There’s an old saying, “Rule a Kingdom as though you were cooking a small fish – don’t overdo it!”
It’s a fine line between perfectly cooked fish and fish that’s been overcooked. In general, fish takes between eight and nine minutes to cook per inch of thickness (though to be sure we recommend checking at six to seven minutes). A la Rose is a term used to describe fish that is prepared from rare to medium-rare. Certain types of fish, like tuna and halibut can be served medium-rare, meaning the inside will remain firm and not flake along the lines.
Let’s check out some of the methods of cooking:
Baking is one of the most popular methods of preparing fish. Baked halibut steaks with cheese and cream, or baked tuna casserole are just a few examples of what you can accomplish with baked fish. Season the fish with just about anything you like before popping it in the oven, and be sure to let the dish sit for a few minutes after pulling it out.
Thicker and fattier fish, like salmon, tuna, and swordfish make for great grilling. Make sure your grill is super clean and brush some oil onto the fish before placing it on top. Once on, let it sear until it’s time to flip. Alternatively, you can also put a sheet of foil on the grill and cook the fish on top of that, but be sure not to cover the grill as the fish is cooking as the cover will entrap the smoke and end up overseasoning the fish.
Honestly is there anything better than deep-fried fish? Maintaining the oil temperature is vital to achieving that crispy texture when it comes to frying fish. Deep-fried fish is normally battered before being fried in oil at 375-degrees for four to five minutes. Be sure to let it rest for a few minutes after pulling it out of the fryer.
To perfectly sauté fish, preheat the pan and add a tablespoon of oil before adding in the fish. Remember, let the fish cook undisturbed until one side develops a nice crust before flipping. If your fillet is thin enough you can even take the pan off the stove a minute or two early as the fish will continue to cook on residual heat.

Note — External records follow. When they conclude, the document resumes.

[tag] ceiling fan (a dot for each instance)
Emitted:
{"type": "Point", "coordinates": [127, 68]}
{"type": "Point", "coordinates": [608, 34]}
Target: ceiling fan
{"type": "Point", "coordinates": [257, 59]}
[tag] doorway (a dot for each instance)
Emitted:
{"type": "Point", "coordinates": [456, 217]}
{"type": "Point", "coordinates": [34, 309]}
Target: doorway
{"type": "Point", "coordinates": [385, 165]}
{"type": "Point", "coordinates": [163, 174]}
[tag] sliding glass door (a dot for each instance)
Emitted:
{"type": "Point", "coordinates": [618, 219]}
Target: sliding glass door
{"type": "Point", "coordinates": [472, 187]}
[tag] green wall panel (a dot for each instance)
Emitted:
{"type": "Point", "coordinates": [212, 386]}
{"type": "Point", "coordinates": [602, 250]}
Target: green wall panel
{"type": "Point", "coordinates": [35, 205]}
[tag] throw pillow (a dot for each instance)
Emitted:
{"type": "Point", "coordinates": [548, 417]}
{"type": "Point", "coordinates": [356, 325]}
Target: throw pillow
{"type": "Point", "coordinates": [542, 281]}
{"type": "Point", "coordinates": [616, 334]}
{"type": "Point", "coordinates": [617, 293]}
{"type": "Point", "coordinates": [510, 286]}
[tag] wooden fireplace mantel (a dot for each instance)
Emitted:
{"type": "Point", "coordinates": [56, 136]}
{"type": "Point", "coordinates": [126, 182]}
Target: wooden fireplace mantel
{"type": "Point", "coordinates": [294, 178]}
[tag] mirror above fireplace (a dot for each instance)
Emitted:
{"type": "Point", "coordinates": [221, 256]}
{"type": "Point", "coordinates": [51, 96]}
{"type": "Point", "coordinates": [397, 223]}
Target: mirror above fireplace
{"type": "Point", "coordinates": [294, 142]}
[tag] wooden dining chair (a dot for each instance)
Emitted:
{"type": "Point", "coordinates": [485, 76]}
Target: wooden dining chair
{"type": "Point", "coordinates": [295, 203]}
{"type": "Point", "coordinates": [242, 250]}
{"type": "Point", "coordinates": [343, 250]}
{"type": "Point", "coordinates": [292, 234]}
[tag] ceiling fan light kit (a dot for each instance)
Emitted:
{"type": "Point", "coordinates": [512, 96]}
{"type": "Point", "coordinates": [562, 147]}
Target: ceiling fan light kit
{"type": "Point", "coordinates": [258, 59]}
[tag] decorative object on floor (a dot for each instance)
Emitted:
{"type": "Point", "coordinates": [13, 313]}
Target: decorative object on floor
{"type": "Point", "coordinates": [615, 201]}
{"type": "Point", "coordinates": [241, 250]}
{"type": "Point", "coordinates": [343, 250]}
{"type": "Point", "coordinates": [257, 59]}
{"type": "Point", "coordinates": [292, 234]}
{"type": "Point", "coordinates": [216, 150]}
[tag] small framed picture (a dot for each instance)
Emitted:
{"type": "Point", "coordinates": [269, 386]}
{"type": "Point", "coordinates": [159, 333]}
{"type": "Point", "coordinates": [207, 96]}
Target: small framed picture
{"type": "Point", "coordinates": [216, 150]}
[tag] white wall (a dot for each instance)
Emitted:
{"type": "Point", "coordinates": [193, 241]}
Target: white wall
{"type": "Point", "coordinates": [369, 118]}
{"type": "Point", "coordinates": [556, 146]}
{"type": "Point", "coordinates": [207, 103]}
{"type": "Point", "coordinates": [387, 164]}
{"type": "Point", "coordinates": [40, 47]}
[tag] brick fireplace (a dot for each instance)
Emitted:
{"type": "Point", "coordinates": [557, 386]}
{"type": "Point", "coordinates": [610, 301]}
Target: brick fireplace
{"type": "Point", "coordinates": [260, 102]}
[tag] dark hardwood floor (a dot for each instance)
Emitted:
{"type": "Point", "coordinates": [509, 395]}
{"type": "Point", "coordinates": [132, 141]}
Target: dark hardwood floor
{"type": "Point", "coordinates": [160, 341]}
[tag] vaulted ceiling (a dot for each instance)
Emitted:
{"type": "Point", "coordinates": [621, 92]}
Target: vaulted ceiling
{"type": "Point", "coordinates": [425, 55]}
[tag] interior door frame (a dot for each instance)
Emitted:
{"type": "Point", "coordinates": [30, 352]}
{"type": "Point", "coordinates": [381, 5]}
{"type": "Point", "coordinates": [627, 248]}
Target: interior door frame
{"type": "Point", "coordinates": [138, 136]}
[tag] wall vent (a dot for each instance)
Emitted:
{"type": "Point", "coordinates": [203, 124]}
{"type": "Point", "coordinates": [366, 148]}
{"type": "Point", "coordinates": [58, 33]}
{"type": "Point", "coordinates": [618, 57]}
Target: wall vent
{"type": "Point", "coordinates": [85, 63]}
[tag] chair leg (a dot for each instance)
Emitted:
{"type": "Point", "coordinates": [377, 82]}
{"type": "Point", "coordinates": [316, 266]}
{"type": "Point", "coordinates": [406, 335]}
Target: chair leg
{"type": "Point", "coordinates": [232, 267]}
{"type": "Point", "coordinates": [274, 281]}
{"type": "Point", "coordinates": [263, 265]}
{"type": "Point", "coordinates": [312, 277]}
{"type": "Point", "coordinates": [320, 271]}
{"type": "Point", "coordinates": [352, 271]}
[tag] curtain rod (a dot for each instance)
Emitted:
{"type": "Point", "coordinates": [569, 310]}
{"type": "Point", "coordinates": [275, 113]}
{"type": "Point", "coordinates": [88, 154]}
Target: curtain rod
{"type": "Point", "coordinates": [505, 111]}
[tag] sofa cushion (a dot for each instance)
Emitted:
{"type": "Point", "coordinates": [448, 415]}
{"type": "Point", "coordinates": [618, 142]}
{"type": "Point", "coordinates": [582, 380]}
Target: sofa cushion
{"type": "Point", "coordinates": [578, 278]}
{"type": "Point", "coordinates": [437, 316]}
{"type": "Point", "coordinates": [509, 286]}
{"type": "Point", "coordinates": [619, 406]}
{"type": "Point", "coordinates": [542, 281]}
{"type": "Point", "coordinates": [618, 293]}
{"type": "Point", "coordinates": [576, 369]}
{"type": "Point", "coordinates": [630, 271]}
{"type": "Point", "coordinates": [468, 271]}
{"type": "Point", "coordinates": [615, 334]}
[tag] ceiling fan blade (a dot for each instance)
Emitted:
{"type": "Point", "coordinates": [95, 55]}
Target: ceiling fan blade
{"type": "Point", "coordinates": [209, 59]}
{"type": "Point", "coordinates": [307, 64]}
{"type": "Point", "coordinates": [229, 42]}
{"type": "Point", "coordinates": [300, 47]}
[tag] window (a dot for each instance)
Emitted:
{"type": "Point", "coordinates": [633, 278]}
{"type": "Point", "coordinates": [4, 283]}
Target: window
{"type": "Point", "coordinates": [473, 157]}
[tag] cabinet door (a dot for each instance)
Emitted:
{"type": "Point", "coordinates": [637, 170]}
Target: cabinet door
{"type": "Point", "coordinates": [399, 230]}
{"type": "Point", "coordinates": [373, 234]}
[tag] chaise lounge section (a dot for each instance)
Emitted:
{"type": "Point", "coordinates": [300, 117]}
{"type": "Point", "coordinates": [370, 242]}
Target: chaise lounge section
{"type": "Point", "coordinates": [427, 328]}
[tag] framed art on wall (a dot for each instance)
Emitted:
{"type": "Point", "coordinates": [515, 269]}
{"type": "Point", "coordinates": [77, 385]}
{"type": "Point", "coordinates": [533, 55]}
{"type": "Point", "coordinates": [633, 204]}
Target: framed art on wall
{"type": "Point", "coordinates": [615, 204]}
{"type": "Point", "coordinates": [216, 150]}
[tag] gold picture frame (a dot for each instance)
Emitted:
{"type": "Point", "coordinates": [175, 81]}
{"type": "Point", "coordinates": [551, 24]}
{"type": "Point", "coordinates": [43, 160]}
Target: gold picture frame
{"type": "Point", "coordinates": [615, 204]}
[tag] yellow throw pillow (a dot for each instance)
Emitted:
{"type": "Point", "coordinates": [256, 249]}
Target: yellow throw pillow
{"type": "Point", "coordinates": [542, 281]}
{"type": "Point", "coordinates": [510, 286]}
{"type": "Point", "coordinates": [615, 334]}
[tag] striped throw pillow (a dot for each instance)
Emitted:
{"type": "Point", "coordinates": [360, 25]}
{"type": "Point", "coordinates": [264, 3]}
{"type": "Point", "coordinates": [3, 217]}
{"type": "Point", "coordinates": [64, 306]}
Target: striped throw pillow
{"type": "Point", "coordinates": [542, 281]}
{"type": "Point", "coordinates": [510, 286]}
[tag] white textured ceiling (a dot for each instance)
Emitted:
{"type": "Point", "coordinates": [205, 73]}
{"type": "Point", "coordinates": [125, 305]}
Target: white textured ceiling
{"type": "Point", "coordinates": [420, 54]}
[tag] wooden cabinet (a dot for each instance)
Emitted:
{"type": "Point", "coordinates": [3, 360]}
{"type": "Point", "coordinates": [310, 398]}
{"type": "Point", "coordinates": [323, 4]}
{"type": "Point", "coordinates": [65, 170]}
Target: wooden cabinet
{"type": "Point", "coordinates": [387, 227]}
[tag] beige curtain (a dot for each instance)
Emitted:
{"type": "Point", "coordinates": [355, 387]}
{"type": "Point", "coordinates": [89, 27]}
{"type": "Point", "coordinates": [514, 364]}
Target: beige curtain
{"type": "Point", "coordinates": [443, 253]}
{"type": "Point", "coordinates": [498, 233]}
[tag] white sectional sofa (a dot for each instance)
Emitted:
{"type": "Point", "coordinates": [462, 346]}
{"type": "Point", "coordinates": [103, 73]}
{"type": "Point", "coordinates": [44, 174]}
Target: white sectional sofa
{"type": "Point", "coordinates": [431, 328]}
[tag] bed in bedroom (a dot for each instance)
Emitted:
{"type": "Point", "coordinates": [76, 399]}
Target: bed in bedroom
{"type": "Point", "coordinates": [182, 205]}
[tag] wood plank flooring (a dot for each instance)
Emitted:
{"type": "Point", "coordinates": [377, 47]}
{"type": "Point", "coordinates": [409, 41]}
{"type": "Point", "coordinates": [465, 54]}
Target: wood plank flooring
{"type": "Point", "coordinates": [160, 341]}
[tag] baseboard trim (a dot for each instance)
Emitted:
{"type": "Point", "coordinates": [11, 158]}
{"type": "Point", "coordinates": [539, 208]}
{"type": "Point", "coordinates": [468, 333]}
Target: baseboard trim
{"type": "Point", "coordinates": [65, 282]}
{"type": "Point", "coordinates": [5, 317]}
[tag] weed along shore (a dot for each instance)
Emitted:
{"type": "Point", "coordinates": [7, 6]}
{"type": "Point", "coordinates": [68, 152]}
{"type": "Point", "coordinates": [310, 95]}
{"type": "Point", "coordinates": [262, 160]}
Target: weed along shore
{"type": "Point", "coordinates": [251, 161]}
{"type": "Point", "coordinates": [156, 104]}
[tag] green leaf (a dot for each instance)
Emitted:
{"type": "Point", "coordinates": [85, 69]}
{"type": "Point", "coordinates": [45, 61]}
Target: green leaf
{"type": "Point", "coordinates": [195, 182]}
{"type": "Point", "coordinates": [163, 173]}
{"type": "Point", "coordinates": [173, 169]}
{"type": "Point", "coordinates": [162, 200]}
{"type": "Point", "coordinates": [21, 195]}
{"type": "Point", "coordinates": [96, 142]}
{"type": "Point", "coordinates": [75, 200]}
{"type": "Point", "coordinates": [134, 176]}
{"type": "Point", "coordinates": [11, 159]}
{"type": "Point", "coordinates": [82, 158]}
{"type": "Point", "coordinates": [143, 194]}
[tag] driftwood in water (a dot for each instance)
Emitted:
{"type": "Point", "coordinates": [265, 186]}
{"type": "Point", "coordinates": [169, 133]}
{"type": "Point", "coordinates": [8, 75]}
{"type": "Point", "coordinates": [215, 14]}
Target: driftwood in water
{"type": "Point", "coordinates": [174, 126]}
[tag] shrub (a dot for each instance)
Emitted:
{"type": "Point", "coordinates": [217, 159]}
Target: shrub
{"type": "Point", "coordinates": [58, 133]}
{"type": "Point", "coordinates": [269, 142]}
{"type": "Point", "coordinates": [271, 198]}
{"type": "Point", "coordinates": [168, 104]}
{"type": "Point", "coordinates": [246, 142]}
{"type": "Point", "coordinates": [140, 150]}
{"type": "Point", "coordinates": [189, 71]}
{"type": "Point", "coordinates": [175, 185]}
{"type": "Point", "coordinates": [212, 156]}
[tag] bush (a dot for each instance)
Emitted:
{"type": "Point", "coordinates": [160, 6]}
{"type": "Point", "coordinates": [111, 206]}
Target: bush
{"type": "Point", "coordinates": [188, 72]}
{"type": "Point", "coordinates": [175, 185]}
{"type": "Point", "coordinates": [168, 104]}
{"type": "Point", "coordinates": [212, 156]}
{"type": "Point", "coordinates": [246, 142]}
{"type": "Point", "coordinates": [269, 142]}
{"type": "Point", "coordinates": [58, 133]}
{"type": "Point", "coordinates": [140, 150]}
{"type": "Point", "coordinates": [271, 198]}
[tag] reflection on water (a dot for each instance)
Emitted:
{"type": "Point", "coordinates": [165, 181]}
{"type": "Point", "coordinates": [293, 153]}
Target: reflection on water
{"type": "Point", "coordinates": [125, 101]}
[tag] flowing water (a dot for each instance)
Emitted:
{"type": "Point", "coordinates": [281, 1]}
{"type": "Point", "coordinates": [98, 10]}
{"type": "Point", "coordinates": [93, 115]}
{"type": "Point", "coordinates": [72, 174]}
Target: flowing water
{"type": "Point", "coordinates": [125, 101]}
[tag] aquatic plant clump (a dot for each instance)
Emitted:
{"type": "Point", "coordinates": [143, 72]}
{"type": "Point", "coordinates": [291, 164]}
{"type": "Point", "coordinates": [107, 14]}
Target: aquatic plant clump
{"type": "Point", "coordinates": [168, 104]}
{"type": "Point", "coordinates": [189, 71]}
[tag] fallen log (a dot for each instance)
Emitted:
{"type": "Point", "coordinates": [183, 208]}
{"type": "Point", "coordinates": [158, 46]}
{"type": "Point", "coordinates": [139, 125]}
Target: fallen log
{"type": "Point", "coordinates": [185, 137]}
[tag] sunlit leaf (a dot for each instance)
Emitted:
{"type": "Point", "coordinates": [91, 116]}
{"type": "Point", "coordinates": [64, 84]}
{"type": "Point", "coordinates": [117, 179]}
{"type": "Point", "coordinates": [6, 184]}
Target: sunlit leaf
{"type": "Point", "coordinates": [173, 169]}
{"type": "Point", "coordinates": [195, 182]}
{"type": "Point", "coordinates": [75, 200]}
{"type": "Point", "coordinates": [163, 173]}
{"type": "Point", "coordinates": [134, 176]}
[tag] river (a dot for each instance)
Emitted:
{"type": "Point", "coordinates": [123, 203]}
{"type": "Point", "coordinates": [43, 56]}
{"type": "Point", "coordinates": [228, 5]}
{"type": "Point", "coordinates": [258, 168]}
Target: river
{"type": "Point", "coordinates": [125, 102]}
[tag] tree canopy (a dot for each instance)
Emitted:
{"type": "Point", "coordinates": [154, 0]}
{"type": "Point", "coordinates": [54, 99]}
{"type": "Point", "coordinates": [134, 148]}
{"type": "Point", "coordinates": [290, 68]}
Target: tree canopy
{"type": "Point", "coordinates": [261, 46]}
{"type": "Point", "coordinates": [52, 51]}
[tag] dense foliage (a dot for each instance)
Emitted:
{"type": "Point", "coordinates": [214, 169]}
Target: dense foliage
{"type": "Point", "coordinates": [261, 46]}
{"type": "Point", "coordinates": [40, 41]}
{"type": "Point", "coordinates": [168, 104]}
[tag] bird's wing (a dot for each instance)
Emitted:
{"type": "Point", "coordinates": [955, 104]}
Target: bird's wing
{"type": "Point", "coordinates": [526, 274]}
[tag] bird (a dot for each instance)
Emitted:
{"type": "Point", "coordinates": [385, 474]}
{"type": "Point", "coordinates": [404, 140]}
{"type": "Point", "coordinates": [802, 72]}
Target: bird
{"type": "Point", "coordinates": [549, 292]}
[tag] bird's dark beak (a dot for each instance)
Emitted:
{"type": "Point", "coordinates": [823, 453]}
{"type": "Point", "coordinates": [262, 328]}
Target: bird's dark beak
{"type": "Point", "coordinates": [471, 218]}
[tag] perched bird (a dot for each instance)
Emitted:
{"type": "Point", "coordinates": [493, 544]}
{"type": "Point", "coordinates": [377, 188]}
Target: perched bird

A steamer is a great investment if you’re into this method of cooking. And this is another method of cooking where you can season the fish with just about anything you like. To steam, fill water in a large saucepan and bring the water to a simmer. Then place the fish in the steamer above the simmering water. Be careful not to let the liquid boil, as it will cook the fish too quickly causing it to overcook.